The September sun hung low over the mountains, painting everything gold and amber. The city looked like a postcard this time of day: the main street with its cheerful storefronts, the peaks rising green and ancient beyond the town limits, the particular quality of light that existed nowhere else on earth. My mother used to say the light here was different. Cleaner. Like the mountains filtered out everything harsh and left only the beautiful parts.
I had loved this town once, before Mateo, and even more with him. We were going to build a life here. We were planning to buy a house with a big porch. We were going to name our kids after our parents. That future seemed so certain I could almost touch it.
Now this place just felt like a graveyard of the life I should have had.
My apartment building was a converted Victorian on Oak Street, three stories of creaky floors and thin walls and rent I could actually afford. I climbed the front steps, dug my keys from my bag, and pushed through the main door.

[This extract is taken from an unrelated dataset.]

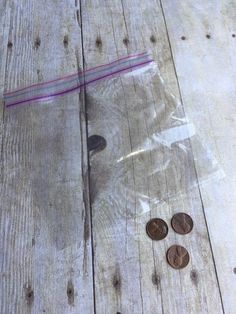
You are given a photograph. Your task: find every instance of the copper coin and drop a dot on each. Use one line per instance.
(177, 256)
(96, 142)
(182, 223)
(157, 229)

The hallway smelled like old wood and someone's dinner: garlic, onions, something that reminded me of my mother's kitchen. I started up the stairs to the second floor.
And stopped.
He was standing at the top of the staircase, keysin hand, stepping out of the apartment directly across from mine.
It was him: Cal Bennett.
For three years, I'd managed to avoid him. After the funeral, I'd left West Valley Springs and sworn I'd never come back. Cal had been a voice on the other end of a phone call I'd never answered, a name on cards I'd never opened. Mateo's best friend. His captain. The man who'd been there when my fiancé died, who'd held him while the light left his eyes, who'd survived when Mateo hadn't.